Two women who knew Didion intimately offered portraits of their friend that to me captured her as a human and a thinker in very different but accurate ways. Author Susanna Moore (Miss Aluminum) recalled the terse but memorable advice given to her over decades by this woman who wrote intensely but spoke little, including “Write it again,” “Crazy is never interesting,” and “Evil is the absence of seriousness.” Susan Traylor, who met Didion’s daughter Quintana Roo Dunne when they were both four and became best friends forever, told funny, heartwarming stories of how Joan became a kind of second mother to her, stricter than her own but a supportive rock in hard times. Tales of a mom who served chocolate souffle to children because she didn’t know how to make a birthday cake and sang silly songs about mice way past their age-appropriateness revealed the fabled lover of irony as a warm, awkward human being.  

I was surprised the cathedral wasn’t overflowing with Didion’s notoriously devoted followers, but perhaps that was because the memorial, months in the planning, was just announced last week. The luminaries and publishing people seated up front almost outnumbered the general public in back and included Fran Lebowitz, Anjelica Huston, Liam Neeson, Greta Gerwig, Carl Bernstein, Annie Leibovitz, Katrina vanden Heuvel, Sara Davidson, and Lynn Nesbit. I was honored and humbled to be in their midst.
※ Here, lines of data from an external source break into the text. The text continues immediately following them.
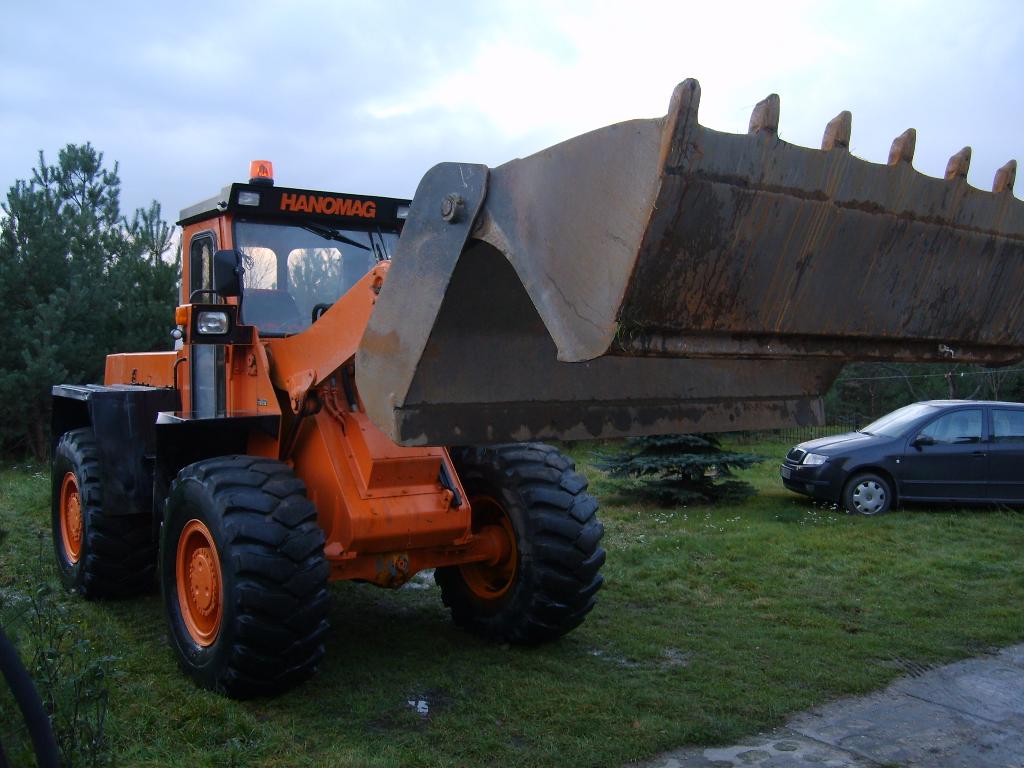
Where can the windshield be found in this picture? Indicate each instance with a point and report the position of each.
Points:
(896, 423)
(292, 269)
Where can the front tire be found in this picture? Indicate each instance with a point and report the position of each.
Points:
(547, 583)
(98, 555)
(243, 576)
(867, 494)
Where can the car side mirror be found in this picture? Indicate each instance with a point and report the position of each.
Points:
(227, 271)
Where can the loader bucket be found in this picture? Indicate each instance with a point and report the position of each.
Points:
(658, 276)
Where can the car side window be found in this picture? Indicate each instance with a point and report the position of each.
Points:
(1008, 426)
(957, 427)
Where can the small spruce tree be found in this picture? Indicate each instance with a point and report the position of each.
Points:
(680, 468)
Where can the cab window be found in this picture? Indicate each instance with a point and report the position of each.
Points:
(201, 265)
(954, 428)
(1008, 426)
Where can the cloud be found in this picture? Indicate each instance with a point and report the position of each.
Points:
(366, 97)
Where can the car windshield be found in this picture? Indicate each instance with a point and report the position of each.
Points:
(896, 423)
(292, 268)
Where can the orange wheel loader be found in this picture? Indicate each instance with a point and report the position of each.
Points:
(358, 380)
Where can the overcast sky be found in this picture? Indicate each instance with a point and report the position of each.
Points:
(366, 96)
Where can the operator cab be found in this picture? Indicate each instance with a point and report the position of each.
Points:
(301, 249)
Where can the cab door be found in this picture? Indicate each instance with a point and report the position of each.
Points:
(947, 459)
(1006, 463)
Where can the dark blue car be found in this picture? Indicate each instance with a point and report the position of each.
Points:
(968, 452)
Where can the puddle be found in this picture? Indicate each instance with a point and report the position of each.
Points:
(420, 706)
(626, 664)
(422, 581)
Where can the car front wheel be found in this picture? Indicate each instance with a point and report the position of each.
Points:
(867, 494)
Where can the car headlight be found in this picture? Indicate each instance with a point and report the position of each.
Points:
(212, 324)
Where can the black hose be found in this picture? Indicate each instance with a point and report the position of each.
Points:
(32, 709)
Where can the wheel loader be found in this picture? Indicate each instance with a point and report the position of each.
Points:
(360, 382)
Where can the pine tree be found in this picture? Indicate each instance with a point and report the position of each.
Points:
(77, 282)
(680, 468)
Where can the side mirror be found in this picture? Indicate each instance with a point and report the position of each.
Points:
(227, 272)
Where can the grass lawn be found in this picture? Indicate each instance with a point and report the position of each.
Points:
(714, 623)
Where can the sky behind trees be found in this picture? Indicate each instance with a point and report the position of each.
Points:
(365, 97)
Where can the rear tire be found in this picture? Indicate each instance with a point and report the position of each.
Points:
(243, 576)
(98, 555)
(549, 584)
(867, 494)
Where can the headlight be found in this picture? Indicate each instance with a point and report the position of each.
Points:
(212, 324)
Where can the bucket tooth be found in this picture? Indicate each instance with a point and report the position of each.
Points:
(903, 146)
(958, 164)
(765, 115)
(1005, 177)
(838, 131)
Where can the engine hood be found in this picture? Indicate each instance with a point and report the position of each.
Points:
(841, 442)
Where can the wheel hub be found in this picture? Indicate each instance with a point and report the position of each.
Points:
(494, 578)
(200, 585)
(868, 497)
(71, 518)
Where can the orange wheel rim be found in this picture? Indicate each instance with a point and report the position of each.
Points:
(489, 581)
(71, 518)
(200, 585)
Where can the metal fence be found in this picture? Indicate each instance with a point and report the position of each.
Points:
(800, 434)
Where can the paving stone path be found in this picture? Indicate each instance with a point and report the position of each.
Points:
(965, 715)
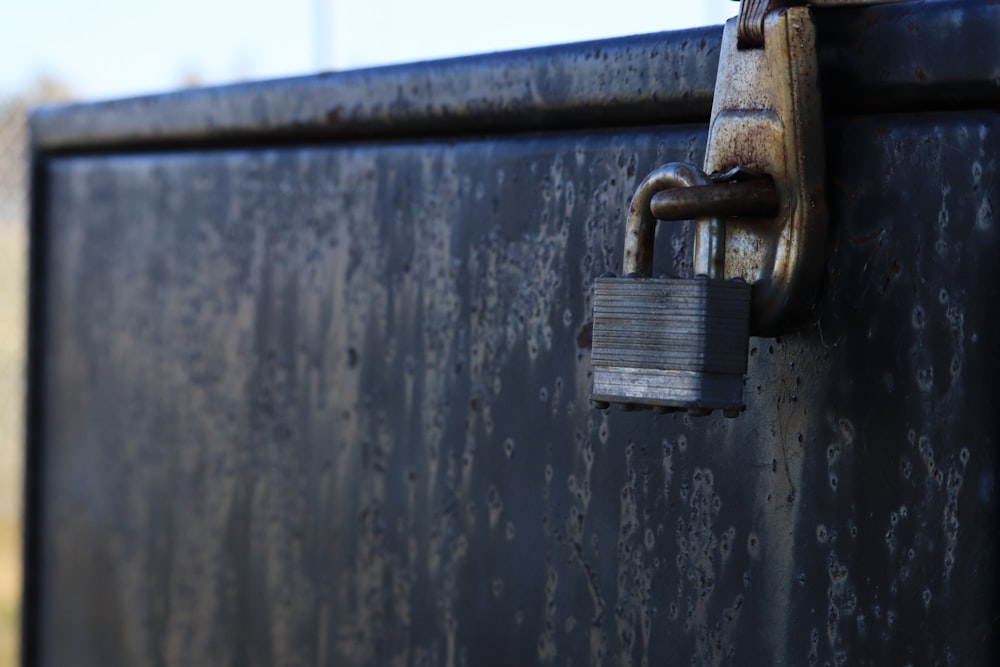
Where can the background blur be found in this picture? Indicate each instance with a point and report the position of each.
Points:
(59, 51)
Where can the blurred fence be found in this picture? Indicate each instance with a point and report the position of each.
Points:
(13, 214)
(13, 245)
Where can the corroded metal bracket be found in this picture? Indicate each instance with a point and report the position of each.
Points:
(766, 117)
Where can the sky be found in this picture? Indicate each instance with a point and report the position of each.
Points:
(106, 49)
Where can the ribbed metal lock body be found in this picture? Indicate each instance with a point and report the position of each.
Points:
(675, 343)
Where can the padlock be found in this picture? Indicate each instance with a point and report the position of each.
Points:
(671, 343)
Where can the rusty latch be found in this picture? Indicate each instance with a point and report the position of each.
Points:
(766, 119)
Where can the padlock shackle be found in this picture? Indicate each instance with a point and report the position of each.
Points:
(640, 227)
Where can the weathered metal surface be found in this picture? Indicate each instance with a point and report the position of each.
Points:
(891, 57)
(273, 438)
(328, 404)
(607, 82)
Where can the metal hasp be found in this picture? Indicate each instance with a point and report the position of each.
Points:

No one from Didion’s family spoke. I’ve spent the past year researching and writing about Joan for a book, and I have learned that she comes from a lineage that prizes privacy. There were also only a handful of people in the columbarium afterwards, looking for the square piece of granite engraved with the names of Joan, her mother Eduene Jerrett Didion, her husband John Gregory Dunne, and their daughter Quintana Roo Dunne Michael. It was bereft of flowers. I’ll go back with a lei, for the woman who loved Hawaii and its tradition of dropping flowered necklaces to honor the deceased. “Leis go brown,” Didion wrote.  “Tectonic plates shift, deep currents move, islands vanish, rooms get forgotten.” Words survive.